Seeing can be seeing things as brighter or seeing things as different colours. If ideas from describing sounds are available, then perhaps choose to re-activate these via the box of hearing.
If not, then suggest directly that the box of seeing needs two axes – how bright, and what colour.
The best description of light that we have is that it arrives in small chunks called photons – our eyes are not quite sensitive enough to notice each one arrive(5-8 photons enable a human to see
a flash of light), but nocturnal insects and some animals can do much better, down at the single photon level.
So there are two independent quantities: the brightness and the colour. You can see something brightly lit or only dimly lit in many colours, or only in red; brightly lit or only dimly lit, or only in yellow; something brightly lit or only dimly lit, and green.

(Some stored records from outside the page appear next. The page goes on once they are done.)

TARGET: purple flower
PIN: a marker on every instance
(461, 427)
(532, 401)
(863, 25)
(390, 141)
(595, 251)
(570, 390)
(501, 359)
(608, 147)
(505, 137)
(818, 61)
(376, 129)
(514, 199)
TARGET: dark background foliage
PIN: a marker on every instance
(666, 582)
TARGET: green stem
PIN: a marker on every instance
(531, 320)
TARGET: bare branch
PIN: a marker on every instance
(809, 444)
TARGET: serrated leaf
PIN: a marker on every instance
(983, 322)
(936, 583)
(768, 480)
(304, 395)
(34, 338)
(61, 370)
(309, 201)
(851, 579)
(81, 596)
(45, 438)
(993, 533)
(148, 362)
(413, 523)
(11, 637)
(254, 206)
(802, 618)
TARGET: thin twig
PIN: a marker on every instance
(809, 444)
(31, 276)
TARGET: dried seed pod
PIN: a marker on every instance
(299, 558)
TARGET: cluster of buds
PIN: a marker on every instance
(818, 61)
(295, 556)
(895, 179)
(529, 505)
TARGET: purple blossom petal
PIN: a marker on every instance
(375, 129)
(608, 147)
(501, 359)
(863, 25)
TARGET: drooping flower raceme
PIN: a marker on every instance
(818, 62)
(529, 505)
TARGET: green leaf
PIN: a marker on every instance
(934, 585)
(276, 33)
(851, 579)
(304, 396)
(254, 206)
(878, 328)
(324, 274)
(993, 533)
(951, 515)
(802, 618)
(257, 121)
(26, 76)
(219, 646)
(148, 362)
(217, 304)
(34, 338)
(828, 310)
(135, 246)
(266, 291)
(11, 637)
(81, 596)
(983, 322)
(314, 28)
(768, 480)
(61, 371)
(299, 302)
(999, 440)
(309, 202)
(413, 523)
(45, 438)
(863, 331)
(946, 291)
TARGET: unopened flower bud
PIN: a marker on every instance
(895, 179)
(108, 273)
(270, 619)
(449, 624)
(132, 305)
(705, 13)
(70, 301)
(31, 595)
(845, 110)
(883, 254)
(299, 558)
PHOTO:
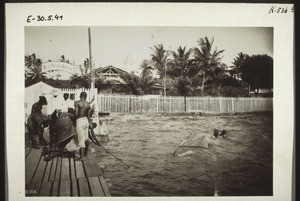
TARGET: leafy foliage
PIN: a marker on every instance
(33, 70)
(257, 71)
(206, 61)
(159, 59)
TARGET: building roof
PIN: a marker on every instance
(109, 71)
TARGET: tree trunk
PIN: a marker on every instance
(184, 98)
(203, 82)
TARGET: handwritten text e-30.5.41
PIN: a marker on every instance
(42, 18)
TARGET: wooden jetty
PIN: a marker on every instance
(62, 176)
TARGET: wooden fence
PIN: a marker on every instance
(141, 104)
(170, 104)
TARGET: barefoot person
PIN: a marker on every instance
(83, 112)
(36, 122)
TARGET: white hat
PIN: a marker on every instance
(55, 92)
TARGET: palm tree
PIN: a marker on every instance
(146, 68)
(33, 73)
(62, 58)
(237, 62)
(131, 84)
(58, 76)
(183, 86)
(180, 63)
(86, 65)
(159, 60)
(206, 60)
(81, 81)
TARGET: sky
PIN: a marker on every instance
(126, 47)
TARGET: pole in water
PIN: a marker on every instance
(114, 156)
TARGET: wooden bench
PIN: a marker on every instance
(62, 176)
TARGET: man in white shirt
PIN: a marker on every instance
(65, 102)
(55, 102)
(55, 105)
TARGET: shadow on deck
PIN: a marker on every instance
(62, 176)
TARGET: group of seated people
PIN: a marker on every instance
(70, 131)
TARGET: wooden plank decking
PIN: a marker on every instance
(62, 176)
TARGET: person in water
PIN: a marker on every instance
(83, 113)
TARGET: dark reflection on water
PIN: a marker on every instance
(240, 164)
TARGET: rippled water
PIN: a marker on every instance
(240, 164)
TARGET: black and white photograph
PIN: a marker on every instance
(131, 110)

And there may be other colours you cannot see, and perhaps some things which are too bright or too dim to see(humans are not all that special, and physics tries to be universal, so build that in from the start).
The (simple) character of the photon sets the colour: choose a simple spinning arrow to describe a simple thing. The number of rotations a second is the frequency, which we may see as a particular colour (if the number of rotation second-1 is within the range of human seeing). So to represent different colours just spin the arrows faster or slower. That's how you can start to think about photons fruitfully: to find out why spinning arrows are so fruitful, you need to think more about brightness.